The 2005 British Columbia Smoking Cessation Mass Media Campaign and short-term changes in smoking.

https://arctichealth.org/en/permalink/ahliterature164149
Source
J Public Health Manag Pract. 2007 May-Jun;13(3):296-306
Publication Type
Article
Author
Lynda Gagné
Author Affiliation
School of Public Administration at University of Victoria, British Columbia, Canada. lgagne@uvic.ca
Source
J Public Health Manag Pract. 2007 May-Jun;13(3):296-306
Language
English
Publication Type
Article
Keywords
Adolescent
Adult
Age Factors
Aged
British Columbia - epidemiology
Canada - epidemiology
Cross-Sectional Studies
Health Knowledge, Attitudes, Practice
Health Promotion - methods
Humans
Interviews as Topic
Mass Media
Middle Aged
Prevalence
Program Evaluation
Public Health Administration - methods
Risk Reduction Behavior
Smoking - adverse effects - epidemiology - prevention & control
Smoking Cessation - psychology - statistics & numerical data
Social Marketing
Tobacco Smoke Pollution - adverse effects - prevention & control - statistics & numerical data
Workplace - standards - statistics & numerical data
Abstract
The objective of this study was to evaluate the impact of the 2005 British Columbia Ministry of Health Smoking Cessation Mass Media Campaign on short-term smoking behavior.

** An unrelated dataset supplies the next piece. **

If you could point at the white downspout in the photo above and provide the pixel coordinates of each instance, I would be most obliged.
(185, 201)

National cross-sectional data are used with a quasi-experimental approach to test the impact of the campaign.
Findings indicate that prevalence and average number of cigarettes smoked per day deviated upward from trend for the rest of Canada (P = .08; P = .01) but not for British Columbia. They also indicate that British Columbia smokers in lower risk groups reduced their average daily consumption of cigarettes over and above the 1999-2004 trend (-2.23; P = .10), whereas smokers in the rest of Canada did not, and that British Columbia smokers in high-risk groups did not increase their average daily consumption of cigarettes over and above the 1999-2004 trend, whereas smokers in the rest of Canada did (2.97; P = .01).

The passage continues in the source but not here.